Le Glorieux et le Maudit
Si Jean Desbordes est aujourd’hui tombé dans le trou de l’oubli, ce n’est pas faute de talent ni d’héroïsme. Ce livre propose quelques pistes qui expliqueraient cet acharnement du destin. » C’est la dernière phrase du roman d’Olivier Charneux, déjà auteur d’une dizaine de livres.

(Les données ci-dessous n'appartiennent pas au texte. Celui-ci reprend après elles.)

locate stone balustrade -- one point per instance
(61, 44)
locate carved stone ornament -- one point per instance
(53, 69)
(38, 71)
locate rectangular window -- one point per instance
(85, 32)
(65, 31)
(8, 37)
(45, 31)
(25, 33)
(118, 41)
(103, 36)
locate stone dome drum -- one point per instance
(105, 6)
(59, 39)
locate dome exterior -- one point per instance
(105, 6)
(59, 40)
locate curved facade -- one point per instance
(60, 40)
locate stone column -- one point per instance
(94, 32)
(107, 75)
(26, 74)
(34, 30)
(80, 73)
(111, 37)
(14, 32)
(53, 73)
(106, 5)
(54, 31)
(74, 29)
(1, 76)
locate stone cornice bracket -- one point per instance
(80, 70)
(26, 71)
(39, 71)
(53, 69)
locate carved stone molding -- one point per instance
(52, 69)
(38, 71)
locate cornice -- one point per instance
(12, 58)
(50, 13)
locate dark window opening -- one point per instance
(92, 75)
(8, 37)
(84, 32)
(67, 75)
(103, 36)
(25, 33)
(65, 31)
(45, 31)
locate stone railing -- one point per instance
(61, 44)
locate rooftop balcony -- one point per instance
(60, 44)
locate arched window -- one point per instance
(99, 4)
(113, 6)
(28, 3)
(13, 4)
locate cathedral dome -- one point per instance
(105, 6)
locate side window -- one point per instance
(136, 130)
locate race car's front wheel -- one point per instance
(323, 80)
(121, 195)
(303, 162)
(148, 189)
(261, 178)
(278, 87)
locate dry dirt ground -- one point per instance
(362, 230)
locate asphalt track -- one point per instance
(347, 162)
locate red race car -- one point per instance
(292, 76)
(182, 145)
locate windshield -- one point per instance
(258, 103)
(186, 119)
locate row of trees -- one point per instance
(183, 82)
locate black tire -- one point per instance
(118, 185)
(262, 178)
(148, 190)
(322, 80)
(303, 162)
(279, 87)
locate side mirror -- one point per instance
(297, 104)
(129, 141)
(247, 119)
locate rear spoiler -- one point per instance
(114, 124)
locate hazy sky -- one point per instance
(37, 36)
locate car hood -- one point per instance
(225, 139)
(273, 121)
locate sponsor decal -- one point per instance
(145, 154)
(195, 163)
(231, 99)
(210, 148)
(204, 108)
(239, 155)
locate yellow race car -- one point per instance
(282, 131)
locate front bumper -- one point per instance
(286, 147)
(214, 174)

Qui ne connaît Jean Cocteau (1889-1963) le flamboyant, le flambeur, le flambeau de la première moitié du XXe siècle ? Mais qui se souvient de cet autre Jean, Desbordes (1906-1944), son cadet natif des Vosges, dont il partagea la vie sept ans durant ? Nouveau Radiguet pour les uns, « érotico-mystique » pour ses détracteurs (ici Jacques Maritain), tout bonnement « nouveau génie » pour son amant et mentor Cocteau, cette figure éminemment romanesque est tirée et des oubliettes de l’Histoire, et de l’ombre écrasante de Cocteau, le « glorieux » du titre. Charneux redonne vie et voix à celui qu’il voit donc comme un « maudit », qui fut un écrivain prometteur (qu’on pense seulement à J’adore, en 1928) mais aussi – surtout – un admirable résistant.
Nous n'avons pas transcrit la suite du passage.